The Dynamic is wild, the static is orderly. “..Although the Dynamic brujo and the static priests who tortured him appeared to be mortal enemies, they were actually necessary to each other..” [p 146].

Yet there is the wildness of the spirit and there is human destructiveness for its own sake. Similarly, there is the order that opens up a vast vista of interconnections, and the order that suffocates all complexity of meaning out of reality and therefore suffocates all complexity of meaning in us.

Hence, there is good and evil in each realm, Static and Dynamic.

There is a bigger and a smaller Static, a broader and more narrow Static, a Static identical to ‘the cosmic order of all things’, the implicit deep structure undergirding everything, and a static where logic has replaced logos, where an expansive reasonableness has been reduced to the mean ratio. There is holistic Pattern, the Whole, and there is analytical pattern, the parts without link up [Humpty Dumpty cannot be reassembled, once in fragments]. The bigger pattern obeys laws of formation, of gestalt interdependence, whereas the smaller pattern obeys laws of mechanism, of additive increment. Science, currently, is incapable of addressing the former, and only focuses on the latter. This means that science neglects the implicate dimensions of order, and only can deal with that which ticks over regularly and reliably.

There is a more mystical Eros, the Light of Love, and an Eros truncated to the formulaic, the conservative, the rigid, the explicit, the explicable, where there is neither love nor life, but a need to predict and control, to master and possess. There is the intricate web of interconnections and there is system, organization, hierarchy, reeking of top dog and bottom dog, unilateral influence, and the loneliness of disconnection. This also means there are greater and smaller priests, those who ‘see the light’ and those that defend a party line whose bigger dimensions they have rejected. The former serve what they respect, the latter kill what they admire. There is stability and stasis. There is conserving a ‘Tradition’ of handed on and proved veracity, and there is a bankrupt ‘traditionalism’ in which you sanctify the past, ignore its struggles and mistakes, and regard the present as just a repetition of what was already established in that over-idealised past. That we must go through our own struggles, and make our own mistakes, now, to keep going toward the future, is denied.

Equally, there is a true and false Dynamic, a Dynamic that conveys the Daemonic intervention of God and a Dynamic identical with chaos, degenerateness, and capable of conveying the deceptive interference of the demonic. This also means there are true and false shamans, true and false prophets; not everything that glitters is gold. The Dynamic is unstructured yet not chaotic, when trustworthy. The Dynamic is disintegrative, and unravels with glee anything ravelled with patience, care, and concern, when untrustworthy.
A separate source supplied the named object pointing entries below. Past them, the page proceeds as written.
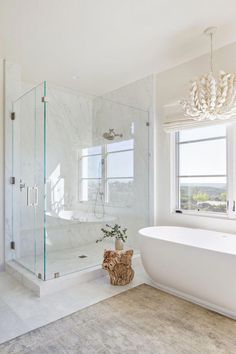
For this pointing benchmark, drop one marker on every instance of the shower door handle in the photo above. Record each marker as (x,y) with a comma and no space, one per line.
(32,196)
(36,195)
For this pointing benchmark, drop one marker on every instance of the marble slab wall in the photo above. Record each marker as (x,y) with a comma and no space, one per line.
(74,121)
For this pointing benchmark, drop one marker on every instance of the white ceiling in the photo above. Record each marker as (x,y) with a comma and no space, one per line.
(108,43)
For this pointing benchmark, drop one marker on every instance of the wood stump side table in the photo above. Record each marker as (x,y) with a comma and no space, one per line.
(118,265)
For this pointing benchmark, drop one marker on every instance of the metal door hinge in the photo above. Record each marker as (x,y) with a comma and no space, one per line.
(45,99)
(12,180)
(12,245)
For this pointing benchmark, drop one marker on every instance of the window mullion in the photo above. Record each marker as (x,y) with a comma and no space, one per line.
(231,169)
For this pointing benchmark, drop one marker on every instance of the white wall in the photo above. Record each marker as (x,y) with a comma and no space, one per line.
(171,86)
(1,165)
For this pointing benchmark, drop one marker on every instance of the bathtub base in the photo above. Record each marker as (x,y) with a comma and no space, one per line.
(195,300)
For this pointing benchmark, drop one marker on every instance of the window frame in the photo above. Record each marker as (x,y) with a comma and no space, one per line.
(230,173)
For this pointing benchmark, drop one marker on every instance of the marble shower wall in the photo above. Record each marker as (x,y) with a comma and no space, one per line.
(76,121)
(12,89)
(128,110)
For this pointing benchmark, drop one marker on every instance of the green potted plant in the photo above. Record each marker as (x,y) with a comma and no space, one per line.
(116,232)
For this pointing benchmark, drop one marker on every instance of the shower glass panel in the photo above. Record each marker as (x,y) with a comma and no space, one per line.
(28,189)
(94,177)
(79,164)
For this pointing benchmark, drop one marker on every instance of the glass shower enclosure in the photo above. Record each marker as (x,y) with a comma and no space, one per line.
(79,163)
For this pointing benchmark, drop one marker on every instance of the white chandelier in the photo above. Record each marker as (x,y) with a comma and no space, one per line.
(211,97)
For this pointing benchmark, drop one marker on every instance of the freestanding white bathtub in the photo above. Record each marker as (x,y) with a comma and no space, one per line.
(197,265)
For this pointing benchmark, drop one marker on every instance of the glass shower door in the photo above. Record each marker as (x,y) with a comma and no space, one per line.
(28,187)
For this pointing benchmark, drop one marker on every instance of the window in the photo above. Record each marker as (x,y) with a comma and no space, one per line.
(201,169)
(108,171)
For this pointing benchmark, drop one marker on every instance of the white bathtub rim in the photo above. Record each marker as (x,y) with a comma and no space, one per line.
(197,301)
(176,242)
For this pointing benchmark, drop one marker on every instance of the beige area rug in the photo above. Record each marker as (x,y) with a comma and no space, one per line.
(141,320)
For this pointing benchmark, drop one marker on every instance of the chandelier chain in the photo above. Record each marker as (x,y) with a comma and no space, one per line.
(211,58)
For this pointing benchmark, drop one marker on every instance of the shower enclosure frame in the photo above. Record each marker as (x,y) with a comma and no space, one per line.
(42,116)
(32,198)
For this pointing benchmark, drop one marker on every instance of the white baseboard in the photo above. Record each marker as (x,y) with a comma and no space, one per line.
(195,300)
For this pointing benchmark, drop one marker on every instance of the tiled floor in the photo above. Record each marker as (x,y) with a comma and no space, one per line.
(67,261)
(22,311)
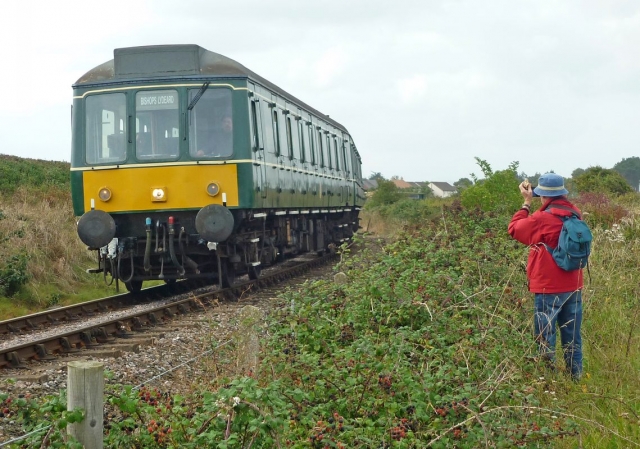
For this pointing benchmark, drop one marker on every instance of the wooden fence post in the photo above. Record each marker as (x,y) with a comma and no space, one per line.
(247,339)
(85,390)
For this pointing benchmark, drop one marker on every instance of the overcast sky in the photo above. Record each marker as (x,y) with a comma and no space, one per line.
(423,86)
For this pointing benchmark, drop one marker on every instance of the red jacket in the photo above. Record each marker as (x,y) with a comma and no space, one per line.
(542,227)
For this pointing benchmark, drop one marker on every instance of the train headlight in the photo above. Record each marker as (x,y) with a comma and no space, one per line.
(158,194)
(104,194)
(213,189)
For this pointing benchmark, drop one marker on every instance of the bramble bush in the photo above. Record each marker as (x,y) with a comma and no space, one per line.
(599,209)
(497,192)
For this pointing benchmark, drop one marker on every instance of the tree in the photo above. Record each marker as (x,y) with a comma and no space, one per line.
(602,180)
(386,193)
(498,191)
(629,168)
(577,172)
(462,184)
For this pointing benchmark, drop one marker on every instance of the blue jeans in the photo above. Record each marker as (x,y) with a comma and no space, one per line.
(565,309)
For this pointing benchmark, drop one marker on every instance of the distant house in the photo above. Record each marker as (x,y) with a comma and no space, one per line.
(402,184)
(369,184)
(442,189)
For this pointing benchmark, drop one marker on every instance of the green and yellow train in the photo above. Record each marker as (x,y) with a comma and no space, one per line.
(186,164)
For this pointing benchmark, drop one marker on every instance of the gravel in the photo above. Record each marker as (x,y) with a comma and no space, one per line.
(170,357)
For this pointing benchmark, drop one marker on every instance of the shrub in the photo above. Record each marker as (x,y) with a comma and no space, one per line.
(602,180)
(599,210)
(386,193)
(498,192)
(13,274)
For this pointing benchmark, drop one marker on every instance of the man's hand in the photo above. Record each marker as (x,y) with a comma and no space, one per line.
(526,192)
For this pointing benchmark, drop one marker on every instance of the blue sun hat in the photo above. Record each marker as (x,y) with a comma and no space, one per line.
(550,185)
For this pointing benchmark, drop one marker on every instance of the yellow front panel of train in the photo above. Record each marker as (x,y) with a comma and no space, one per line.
(161,187)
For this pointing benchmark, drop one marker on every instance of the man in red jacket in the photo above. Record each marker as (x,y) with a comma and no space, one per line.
(558,293)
There is Good Static, and Evil Static. There is Good Dynamic, and Evil Dynamic.

There are decent people upholding the Static, and resisting the Dynamic; there are indecent people tearing down the Static, in the name of the Dynamic.

Discernment is needed.

The Daemonic God who, again and again, lays waste to the Jews, smashing them to reforge them, is not to be confused with the Panzer divisions of Hitler, nor with the Puritan armies of Cromwell, nor with the bullying and murderous fundamentalists and evangelicals of our day.

Socrates: “Our greatest blessings come to us by way of madness provided the madness is given us by divine gift.”